The stored aircraft inventory, which is now over 350 units, remains significant although it has decreased from the highs of around 460 in 2009, largely as a result of the increase in scrap rates. The vast majority of these stored aircraft are greater than 20 years of age and in the current demand scenario, these are highly unlikely to ever return to service. In this context, only 12 of the 350 stored freighters have a next operator identified.
But among the younger aircraft, there are also some startling examples, including one 747-8F that Atlas Air cancelled prior to delivery, in addition to several young 747-400ERFs and -400Fs that will continue to exert pressure on the capacity balance.
As a result of this negative market pressure, widebody freighter values have recorded significant reductions over the past few years. As the chart below illustrates, in cash terms the value of a five-year-old 747-400F has declined by more than 25% since 2007, while the value of a 15-year-old converted 747-400SF is now less than 50% of the value of a 15-year-old aircraft six years ago. There has been similar pressure on values of the MD-11.

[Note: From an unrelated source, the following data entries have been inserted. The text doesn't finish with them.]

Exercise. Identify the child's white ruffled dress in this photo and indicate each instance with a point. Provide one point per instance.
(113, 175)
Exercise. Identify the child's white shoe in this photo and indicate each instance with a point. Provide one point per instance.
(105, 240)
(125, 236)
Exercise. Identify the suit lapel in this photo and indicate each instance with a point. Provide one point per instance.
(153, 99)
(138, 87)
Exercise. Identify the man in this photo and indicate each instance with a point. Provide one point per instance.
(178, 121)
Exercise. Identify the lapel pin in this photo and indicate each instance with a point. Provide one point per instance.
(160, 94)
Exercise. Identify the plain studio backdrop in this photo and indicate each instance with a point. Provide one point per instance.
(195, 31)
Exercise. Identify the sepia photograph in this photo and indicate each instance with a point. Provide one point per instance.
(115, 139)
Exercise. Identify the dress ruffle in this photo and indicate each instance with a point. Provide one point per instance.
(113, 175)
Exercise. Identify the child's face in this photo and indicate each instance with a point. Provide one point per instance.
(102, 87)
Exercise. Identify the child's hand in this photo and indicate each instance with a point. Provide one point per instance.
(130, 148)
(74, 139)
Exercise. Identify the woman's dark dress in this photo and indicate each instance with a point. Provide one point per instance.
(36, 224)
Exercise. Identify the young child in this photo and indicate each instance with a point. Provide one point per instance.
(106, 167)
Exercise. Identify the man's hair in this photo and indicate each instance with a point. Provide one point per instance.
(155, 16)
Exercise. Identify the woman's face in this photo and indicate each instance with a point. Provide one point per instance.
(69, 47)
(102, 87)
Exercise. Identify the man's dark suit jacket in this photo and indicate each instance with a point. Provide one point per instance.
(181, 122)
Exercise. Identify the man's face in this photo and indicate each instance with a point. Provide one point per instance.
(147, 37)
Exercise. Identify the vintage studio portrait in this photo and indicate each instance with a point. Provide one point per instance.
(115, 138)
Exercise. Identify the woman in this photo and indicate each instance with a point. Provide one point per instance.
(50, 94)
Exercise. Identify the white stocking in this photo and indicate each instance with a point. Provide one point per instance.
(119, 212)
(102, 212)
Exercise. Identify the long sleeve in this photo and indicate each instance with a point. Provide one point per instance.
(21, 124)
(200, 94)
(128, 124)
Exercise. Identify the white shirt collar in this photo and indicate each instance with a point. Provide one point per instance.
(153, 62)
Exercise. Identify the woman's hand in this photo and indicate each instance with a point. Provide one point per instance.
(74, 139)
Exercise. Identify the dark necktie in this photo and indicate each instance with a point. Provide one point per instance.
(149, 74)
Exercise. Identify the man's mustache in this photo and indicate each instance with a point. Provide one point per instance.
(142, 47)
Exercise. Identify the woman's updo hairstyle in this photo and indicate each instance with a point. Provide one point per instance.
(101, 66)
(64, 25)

The market outlook is not bright. Forecasts by OEMs for future traffic growth appear optimistic. On the demand side, the global economic outlook remains challenging. High fuel prices continue to exert pressure on costs, allowing alternative surface transport options to become increasingly competitive. The increase in container ship capacity is making sea transport prices even more compelling, when speed is not a necessity. In the face of high fuel prices, the industry at present appears to be unwilling to pay the air freight premium for speedier delivery. Yet supply continues to increase, both through passenger widebody fleet growth and the continued delivery of new-build freighters. The implication for main-deck freighter values can only remain negative for now.